Gartner analyst Michael Silver also said those increased calls are spilling over to the desktop. In a nutshell, CIOs are calling about supporting the Mac OS because they feel like they have to. A few years ago, those calls were about keeping the Mac OS out of the environment. "There's a point coming where companies have to support the Mac," said Silver. "Some companies have adopted a don't ask, don't tell policy for the Macs. We're getting to the point where you have to support multiple devices."

However, Gartner analyst Bill Clark wasn't sold. He said that Apple has had a few near security misses and largely has benefited from its smaller market share. Clark also added that the iPad's lack of support for Flash was a big issue for one pharma company, which had its training and sales video in Adobe's Web video technology.

Ultimately, diversity brings more costs to the company. Gartner analyst Mark Margevicius said that customers are adding more support for the Apple. Those extra people raise costs. "When you add diversity you have to question the value that is gain," said Margevicius. "For most people this (Windows vs. Mac) is a religious battle. Does Apple really add value to the enterprise?"

Margevicius' main point: PCs are a commodity and companies are rightly seeing them as important as another box of paper clips. "When Apple sells a PC at a 30 percent to 40 percent premium you really have to question the value," said Margevicius. He added that enterprises don't exist to give every user a Lamborghini when a GM vehicle gets the job done.

According to Gartner's panel, Windows still matters the most to the enterprise, but IT is nearing a crossover point where the OS becomes a neutral factor. Windows applications will fad into the background as OS agnostic apps and browser-based tools take over. The tipping point: 2012. Meanwhile, enterprises will be cleaning out Windows apps as they prepare for Windows 7 migration.
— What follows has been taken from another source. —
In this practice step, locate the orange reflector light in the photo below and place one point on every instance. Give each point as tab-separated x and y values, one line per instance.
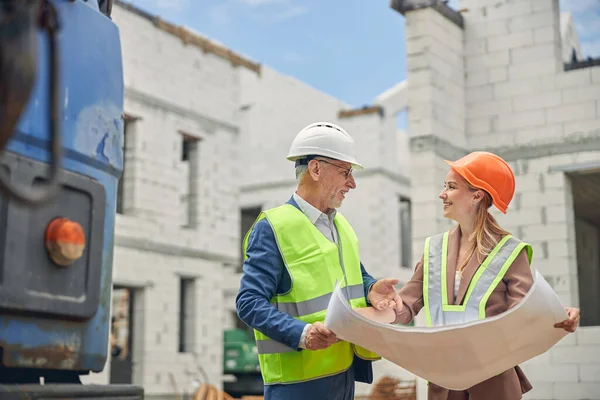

As those Windows apps are cleared out, more OS neutral versions will replace them.

More from Gartner's Symposium:

Gartner's main conclusion is that companies want employees happy and productive and that may mean Apple. Now that the iPhone supports Microsoft tools like Exchange the hurdle rate for Apple is much lower. The downside is that there's no enterprise support from Apple.

The case for Macs is a little more dicey relative to the iPhone. Consumerization is bringing Macs into the corporate fold and virtual machines are making Windows app a reality. However, there's no enterprise support or roadmap from Apple. Toss in high costs and the Mac is a hard sell.

Add it up and Gartner concludes that Apple's share in the enterprise will roughly double. However, Android may look more like the ultimate pick for corporations.

Bottom line: There will be heterogeneous environments so tools like desktop virtualization and Citrix's Receiver will matter more. Invest to support multiple devices.